KB45 (Kunst in België sinds 1945 / Art in Belgium since 1945) is a multidisciplinary research group established in 2019 at Ghent University within the Department of Architecture & Urban Planning on the one hand and the Department of Art History, Musicology and Theatre Studies on the other.
KB45 aims to map the situation of the living arts in Belgium since 1945 and to contextualize it within the larger artistic culture in the country’s postwar era, from a both local and international perspective. The approach is at once art historical, critical and social-institutional, with a focus on artist’s careers and oeuvres, exhibition histories, institutional histories, and architectural conditions and frameworks in relation to cultural policy and the larger political context in Belgium.
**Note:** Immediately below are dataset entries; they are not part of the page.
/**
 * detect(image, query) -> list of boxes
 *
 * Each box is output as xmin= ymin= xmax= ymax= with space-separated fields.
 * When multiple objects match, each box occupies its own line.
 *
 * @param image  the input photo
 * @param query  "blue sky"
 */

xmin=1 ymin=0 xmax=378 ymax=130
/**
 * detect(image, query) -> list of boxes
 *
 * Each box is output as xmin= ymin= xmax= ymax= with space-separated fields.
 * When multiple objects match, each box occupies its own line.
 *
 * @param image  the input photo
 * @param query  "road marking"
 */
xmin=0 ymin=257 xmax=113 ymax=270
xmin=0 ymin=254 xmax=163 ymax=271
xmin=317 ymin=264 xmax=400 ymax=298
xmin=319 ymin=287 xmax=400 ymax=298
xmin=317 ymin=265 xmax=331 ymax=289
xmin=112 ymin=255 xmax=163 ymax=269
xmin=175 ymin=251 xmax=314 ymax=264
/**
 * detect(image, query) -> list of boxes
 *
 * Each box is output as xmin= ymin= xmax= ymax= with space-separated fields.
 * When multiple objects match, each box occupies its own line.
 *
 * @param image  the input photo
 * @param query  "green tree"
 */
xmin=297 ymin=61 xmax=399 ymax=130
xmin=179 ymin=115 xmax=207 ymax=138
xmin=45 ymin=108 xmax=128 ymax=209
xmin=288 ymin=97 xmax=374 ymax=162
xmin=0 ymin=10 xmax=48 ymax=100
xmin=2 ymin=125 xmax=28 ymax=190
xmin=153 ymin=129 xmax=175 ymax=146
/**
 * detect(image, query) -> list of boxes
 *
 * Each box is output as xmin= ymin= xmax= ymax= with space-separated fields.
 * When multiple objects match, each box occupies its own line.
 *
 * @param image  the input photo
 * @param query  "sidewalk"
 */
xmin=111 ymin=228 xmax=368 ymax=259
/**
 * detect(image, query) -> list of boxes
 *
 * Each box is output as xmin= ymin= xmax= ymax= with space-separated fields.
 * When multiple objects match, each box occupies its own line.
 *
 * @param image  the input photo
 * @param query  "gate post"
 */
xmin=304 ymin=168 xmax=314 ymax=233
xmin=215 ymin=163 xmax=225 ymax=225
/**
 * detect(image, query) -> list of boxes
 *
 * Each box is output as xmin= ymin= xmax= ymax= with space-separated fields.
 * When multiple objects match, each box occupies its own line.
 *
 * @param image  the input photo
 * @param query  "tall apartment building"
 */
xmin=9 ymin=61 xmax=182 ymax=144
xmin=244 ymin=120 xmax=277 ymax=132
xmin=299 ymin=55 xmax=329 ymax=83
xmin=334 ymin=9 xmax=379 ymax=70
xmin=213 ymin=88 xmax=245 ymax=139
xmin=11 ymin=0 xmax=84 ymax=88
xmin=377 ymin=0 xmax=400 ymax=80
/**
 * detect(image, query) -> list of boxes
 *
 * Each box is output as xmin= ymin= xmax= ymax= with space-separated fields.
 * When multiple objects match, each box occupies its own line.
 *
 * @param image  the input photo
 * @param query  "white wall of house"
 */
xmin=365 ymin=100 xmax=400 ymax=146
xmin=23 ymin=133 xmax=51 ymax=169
The research of KB45 is centered upon the study of the wide range of actors within the wider artistic field, ranging from people (artists, curators, collectors, critics, journalists), institutions (museums, galleries, artists’ initiatives, governmental bodies, sponsors), events (exhibitions, conferences), objects (artworks) to discourse (books, journals, texts).
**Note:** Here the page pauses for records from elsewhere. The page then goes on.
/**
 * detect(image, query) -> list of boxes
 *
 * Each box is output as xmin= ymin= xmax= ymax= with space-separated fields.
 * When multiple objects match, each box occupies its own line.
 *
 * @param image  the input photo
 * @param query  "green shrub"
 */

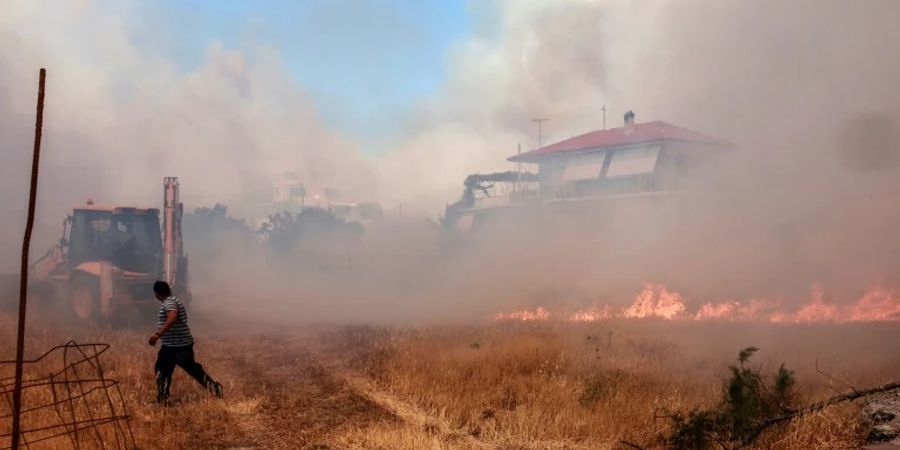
xmin=661 ymin=347 xmax=798 ymax=449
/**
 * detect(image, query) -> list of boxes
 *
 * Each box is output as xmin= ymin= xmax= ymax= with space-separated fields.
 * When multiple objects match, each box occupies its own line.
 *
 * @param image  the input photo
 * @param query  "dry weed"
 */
xmin=2 ymin=313 xmax=896 ymax=449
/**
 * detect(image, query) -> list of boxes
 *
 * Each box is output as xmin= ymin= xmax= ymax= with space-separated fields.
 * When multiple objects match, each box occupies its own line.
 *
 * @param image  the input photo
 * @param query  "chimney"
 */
xmin=624 ymin=110 xmax=635 ymax=129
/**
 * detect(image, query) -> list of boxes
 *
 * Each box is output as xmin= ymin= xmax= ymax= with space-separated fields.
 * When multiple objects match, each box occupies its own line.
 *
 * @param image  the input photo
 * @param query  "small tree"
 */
xmin=258 ymin=207 xmax=363 ymax=253
xmin=183 ymin=203 xmax=254 ymax=258
xmin=662 ymin=347 xmax=798 ymax=449
xmin=441 ymin=171 xmax=538 ymax=231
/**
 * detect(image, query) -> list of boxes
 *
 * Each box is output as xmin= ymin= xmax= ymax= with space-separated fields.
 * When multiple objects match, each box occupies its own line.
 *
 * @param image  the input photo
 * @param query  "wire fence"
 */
xmin=0 ymin=341 xmax=135 ymax=449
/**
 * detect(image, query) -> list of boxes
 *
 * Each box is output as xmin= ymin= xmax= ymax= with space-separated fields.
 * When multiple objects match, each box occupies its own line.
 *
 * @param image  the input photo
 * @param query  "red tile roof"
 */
xmin=509 ymin=120 xmax=730 ymax=162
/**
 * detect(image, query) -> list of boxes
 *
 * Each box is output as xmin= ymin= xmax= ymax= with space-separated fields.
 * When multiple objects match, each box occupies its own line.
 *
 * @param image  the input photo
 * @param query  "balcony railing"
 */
xmin=469 ymin=181 xmax=540 ymax=209
xmin=467 ymin=176 xmax=676 ymax=210
xmin=548 ymin=175 xmax=664 ymax=200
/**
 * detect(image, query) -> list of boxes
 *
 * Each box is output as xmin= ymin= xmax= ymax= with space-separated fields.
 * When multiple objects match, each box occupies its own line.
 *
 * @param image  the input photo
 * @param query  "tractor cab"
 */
xmin=67 ymin=205 xmax=163 ymax=275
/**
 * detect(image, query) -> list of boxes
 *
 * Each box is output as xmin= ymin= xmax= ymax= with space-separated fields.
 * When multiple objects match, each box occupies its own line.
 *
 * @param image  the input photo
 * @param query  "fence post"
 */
xmin=12 ymin=67 xmax=46 ymax=450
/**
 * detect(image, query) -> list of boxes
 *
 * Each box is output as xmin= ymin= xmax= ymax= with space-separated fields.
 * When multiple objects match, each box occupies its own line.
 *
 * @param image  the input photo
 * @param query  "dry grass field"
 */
xmin=2 ymin=310 xmax=898 ymax=449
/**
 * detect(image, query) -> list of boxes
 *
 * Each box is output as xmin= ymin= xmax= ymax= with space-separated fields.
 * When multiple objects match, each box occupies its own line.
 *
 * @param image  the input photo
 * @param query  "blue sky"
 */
xmin=124 ymin=0 xmax=472 ymax=151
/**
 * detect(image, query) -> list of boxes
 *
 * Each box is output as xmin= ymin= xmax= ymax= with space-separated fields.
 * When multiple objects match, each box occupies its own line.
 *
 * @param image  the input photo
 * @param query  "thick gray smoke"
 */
xmin=2 ymin=0 xmax=899 ymax=322
xmin=605 ymin=0 xmax=900 ymax=302
xmin=0 ymin=1 xmax=374 ymax=273
xmin=376 ymin=0 xmax=900 ymax=317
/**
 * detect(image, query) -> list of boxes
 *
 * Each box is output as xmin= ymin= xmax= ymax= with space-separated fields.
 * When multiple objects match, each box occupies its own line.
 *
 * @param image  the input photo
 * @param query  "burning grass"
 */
xmin=493 ymin=283 xmax=900 ymax=324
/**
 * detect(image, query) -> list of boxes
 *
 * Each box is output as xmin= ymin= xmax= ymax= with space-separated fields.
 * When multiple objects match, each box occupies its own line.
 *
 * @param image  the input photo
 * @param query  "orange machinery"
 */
xmin=28 ymin=177 xmax=190 ymax=324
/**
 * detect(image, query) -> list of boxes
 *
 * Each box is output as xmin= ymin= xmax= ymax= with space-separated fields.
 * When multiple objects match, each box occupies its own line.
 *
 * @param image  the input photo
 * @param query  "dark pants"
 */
xmin=155 ymin=344 xmax=217 ymax=403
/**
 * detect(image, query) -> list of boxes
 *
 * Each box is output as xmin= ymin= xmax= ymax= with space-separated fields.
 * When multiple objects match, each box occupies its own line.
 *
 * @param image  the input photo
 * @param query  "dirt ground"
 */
xmin=0 ymin=319 xmax=360 ymax=448
xmin=139 ymin=330 xmax=394 ymax=449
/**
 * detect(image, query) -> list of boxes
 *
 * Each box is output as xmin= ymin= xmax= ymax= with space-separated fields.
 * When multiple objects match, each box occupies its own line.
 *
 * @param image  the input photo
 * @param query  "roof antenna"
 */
xmin=602 ymin=104 xmax=607 ymax=130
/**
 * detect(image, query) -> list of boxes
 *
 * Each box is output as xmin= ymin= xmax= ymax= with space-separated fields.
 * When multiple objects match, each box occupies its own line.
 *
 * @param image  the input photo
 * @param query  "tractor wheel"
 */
xmin=69 ymin=274 xmax=99 ymax=322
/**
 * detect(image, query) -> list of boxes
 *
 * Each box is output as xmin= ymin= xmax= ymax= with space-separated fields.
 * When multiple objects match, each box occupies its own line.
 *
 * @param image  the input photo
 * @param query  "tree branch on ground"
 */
xmin=736 ymin=379 xmax=900 ymax=449
xmin=618 ymin=439 xmax=647 ymax=450
xmin=659 ymin=347 xmax=900 ymax=449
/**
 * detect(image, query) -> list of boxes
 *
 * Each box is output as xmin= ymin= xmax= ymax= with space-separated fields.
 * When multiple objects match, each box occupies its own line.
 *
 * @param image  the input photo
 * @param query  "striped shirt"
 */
xmin=157 ymin=296 xmax=194 ymax=347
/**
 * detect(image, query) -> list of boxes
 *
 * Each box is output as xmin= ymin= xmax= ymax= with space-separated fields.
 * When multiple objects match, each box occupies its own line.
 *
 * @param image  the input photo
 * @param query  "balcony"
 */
xmin=463 ymin=174 xmax=680 ymax=211
xmin=550 ymin=174 xmax=663 ymax=199
xmin=468 ymin=181 xmax=540 ymax=210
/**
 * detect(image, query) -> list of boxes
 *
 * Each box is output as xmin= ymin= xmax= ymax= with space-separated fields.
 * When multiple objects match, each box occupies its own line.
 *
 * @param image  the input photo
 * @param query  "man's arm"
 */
xmin=148 ymin=310 xmax=177 ymax=346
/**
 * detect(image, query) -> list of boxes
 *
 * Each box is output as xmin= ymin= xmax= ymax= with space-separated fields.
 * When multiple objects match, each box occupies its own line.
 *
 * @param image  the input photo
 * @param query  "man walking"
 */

KB45 sets out to purport original research by questioning established methods and by developing alternative strategies to recount Belgium’s art history since 1945.
The research initiated by KB45 is driven by a triple objective:
- multi-level survey of the field of the living arts in Belgium: rather than a single history of art in Belgium since 1945, the ambition is to chart the multiple histories of postwar art in Belgium as driven by manifold actors in the past 7 decades.
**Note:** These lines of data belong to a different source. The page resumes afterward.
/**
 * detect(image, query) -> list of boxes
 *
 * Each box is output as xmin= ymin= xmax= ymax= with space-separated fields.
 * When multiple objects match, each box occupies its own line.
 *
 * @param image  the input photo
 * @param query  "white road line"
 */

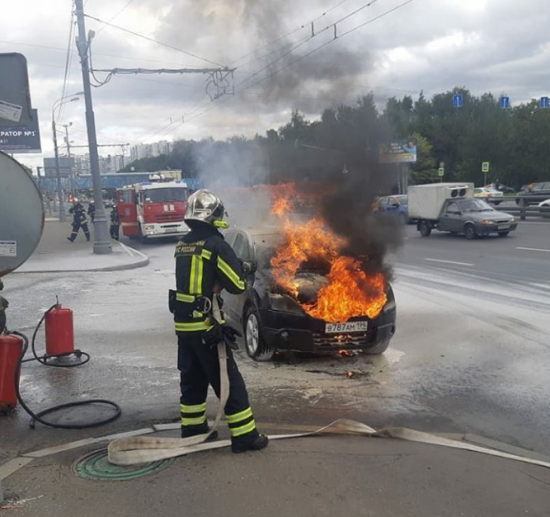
xmin=424 ymin=258 xmax=475 ymax=267
xmin=516 ymin=247 xmax=550 ymax=253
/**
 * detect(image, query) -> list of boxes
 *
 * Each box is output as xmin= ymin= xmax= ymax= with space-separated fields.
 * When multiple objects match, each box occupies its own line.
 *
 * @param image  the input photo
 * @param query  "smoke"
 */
xmin=156 ymin=0 xmax=374 ymax=112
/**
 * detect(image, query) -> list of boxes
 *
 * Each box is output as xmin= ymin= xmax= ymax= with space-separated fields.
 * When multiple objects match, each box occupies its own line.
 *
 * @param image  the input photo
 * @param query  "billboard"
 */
xmin=0 ymin=53 xmax=34 ymax=127
xmin=379 ymin=139 xmax=417 ymax=164
xmin=0 ymin=109 xmax=41 ymax=153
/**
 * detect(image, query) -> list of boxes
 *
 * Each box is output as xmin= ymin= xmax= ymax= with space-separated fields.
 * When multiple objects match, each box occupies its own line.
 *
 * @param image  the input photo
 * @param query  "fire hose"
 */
xmin=107 ymin=301 xmax=550 ymax=471
xmin=12 ymin=304 xmax=121 ymax=430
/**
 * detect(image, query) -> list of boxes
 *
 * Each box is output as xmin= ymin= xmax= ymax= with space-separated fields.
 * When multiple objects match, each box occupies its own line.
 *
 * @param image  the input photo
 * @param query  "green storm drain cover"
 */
xmin=72 ymin=449 xmax=175 ymax=481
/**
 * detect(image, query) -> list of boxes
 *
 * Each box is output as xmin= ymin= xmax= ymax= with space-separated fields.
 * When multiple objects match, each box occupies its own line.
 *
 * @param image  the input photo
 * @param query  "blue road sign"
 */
xmin=452 ymin=94 xmax=464 ymax=108
xmin=541 ymin=96 xmax=549 ymax=109
xmin=500 ymin=96 xmax=510 ymax=109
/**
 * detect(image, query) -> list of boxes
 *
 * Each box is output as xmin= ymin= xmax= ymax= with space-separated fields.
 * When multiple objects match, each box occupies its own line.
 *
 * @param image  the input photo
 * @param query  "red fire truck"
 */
xmin=116 ymin=181 xmax=190 ymax=241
- two-way traffic of the living arts in Belgium: while mapping out the trajectories and presence of Belgian actors in the international art world, the aim is also to retrace the presence and influence of international peers in the Belgian art world.
- public support and institutional infrastructure: the role and position of public and private art institutions for the development and consolidation of an environment for the arts in Belgium, with a special focus on the (absence of) institutional infrastructure and architecture.